Remember you might be hiking in 3 miles, but someone with access from the private might only have to go 100 yards. That's the issue I run into.
Sent from my SM-G973U1 using Tapatalk
This is exactly one of
My greatest challenges on public here too. The adjacent private property owners/users have a clutch deal buttressed up to public but sometimes that can be a problem for them to depending on the type and kind of pressure coming from the public land.
I say try to find the densest areas within those sections of terrain you notice is forcing deer movement that is away from pressure or somehow under the radar of pressure and try setting up along the thick transitions of cover within those areas and where you can access them. Sometimes looping around
or going past a likely area like
@DroptineKrazy described and hooking or looping back around from a different location can be the deciding factor.

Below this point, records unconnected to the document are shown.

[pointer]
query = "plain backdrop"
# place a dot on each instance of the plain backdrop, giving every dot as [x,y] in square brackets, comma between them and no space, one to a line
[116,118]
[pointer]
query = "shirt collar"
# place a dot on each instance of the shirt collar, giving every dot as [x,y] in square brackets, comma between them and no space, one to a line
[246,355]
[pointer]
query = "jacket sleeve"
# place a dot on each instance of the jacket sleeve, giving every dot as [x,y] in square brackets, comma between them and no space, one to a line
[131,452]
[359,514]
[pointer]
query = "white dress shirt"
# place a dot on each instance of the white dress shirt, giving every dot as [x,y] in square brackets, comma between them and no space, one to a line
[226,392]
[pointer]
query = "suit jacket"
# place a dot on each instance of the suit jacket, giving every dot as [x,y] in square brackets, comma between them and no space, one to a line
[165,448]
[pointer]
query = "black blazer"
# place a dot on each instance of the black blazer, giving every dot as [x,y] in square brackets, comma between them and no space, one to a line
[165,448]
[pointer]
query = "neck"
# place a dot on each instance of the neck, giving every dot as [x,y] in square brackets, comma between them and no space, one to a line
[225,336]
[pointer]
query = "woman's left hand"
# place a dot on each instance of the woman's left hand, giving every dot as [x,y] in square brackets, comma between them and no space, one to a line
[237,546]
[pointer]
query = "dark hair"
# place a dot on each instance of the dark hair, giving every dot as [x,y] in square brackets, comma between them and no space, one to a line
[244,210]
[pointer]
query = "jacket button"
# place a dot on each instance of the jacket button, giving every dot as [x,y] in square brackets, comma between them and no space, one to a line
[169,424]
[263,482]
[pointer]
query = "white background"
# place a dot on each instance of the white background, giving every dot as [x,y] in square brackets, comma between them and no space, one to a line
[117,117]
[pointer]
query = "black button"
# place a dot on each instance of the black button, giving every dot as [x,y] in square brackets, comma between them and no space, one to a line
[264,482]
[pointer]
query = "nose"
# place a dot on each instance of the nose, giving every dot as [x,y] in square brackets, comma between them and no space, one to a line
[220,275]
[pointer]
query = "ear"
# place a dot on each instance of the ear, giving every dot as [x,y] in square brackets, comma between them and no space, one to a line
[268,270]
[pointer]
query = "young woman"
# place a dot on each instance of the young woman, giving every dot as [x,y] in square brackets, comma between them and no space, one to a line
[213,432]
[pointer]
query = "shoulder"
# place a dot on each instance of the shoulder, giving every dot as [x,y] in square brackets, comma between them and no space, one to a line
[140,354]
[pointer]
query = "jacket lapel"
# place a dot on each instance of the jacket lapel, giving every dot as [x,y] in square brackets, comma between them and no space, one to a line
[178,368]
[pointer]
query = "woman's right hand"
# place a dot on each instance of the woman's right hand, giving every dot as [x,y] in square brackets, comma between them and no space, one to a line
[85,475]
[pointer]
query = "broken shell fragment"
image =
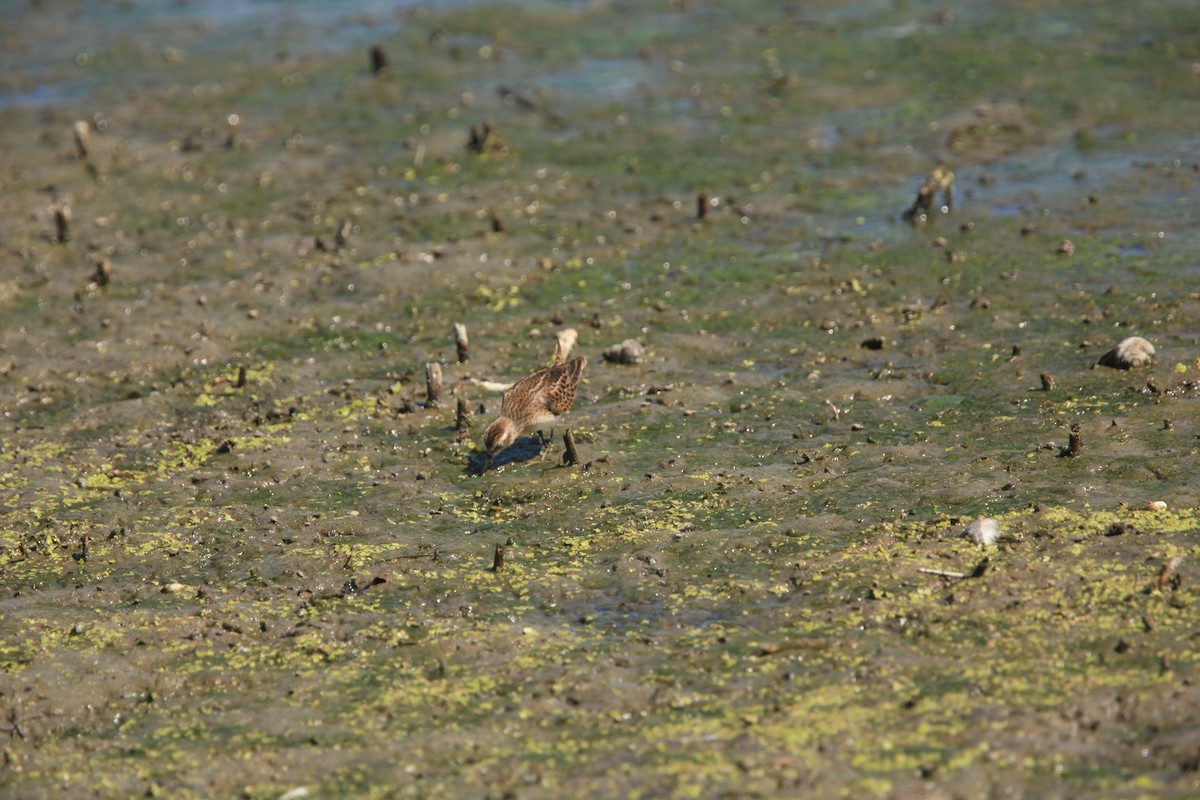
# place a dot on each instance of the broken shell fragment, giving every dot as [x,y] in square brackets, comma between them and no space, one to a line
[1131,353]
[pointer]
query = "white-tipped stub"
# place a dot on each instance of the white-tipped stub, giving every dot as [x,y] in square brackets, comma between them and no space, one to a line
[983,531]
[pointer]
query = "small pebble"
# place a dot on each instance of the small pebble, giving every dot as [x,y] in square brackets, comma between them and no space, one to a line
[1133,352]
[628,352]
[983,531]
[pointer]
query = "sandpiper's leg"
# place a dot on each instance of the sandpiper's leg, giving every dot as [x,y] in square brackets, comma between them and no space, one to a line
[545,441]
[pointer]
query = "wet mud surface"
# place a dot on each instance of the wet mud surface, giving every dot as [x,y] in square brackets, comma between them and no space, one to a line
[241,554]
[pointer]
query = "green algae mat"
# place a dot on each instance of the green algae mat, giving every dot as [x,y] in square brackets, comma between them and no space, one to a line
[874,252]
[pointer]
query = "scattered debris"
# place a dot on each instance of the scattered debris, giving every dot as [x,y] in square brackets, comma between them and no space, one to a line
[83,138]
[1168,576]
[940,180]
[983,531]
[628,352]
[570,455]
[486,140]
[61,223]
[1131,353]
[432,384]
[461,343]
[378,60]
[1075,444]
[103,274]
[462,415]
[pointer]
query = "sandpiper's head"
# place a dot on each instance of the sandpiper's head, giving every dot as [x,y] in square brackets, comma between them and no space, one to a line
[499,434]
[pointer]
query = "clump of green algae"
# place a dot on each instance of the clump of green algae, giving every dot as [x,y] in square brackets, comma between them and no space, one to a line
[288,583]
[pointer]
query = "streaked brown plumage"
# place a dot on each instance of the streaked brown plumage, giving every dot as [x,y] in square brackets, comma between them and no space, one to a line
[532,401]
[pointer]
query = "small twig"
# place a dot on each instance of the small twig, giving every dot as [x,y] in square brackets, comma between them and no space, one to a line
[1075,444]
[462,415]
[432,383]
[83,138]
[1164,577]
[570,456]
[460,340]
[378,60]
[942,573]
[63,223]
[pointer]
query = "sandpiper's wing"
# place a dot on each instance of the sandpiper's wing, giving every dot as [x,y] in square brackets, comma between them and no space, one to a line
[551,389]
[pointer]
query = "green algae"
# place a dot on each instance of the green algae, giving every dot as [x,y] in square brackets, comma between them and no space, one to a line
[729,600]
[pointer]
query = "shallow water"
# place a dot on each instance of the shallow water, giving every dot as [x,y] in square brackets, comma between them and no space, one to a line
[748,587]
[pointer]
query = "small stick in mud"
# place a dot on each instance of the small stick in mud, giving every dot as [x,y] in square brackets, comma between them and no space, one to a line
[63,223]
[103,275]
[1168,571]
[941,573]
[83,138]
[378,60]
[570,456]
[940,180]
[461,343]
[1075,444]
[462,415]
[432,384]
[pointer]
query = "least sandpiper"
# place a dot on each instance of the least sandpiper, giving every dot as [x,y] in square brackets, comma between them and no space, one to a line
[535,400]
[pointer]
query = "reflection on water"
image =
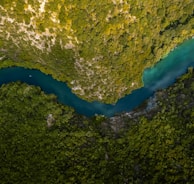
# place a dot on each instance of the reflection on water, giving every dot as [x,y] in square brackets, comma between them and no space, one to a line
[160,76]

Also what will the deer behavior be when you plan on hunting there? In other words? Are you trying to hunt bed to feed or feed to bed or rut? It has a bearing on where you should try to set up too.
Look for the travel corridors where it is thick and steep or thick and wet, and where you can access those travel corridors without busting out deer or crossing where they will be coming through them.
Sometimes those travel ways everyone is using can be used as a blocker and an attention concentrator. Thick cover or tangles where a nice buck is watching that roadway may be an ideal set up to get too before he does in the morning.
Finally, sidehill travel in pressured areas picks up a lot during the season.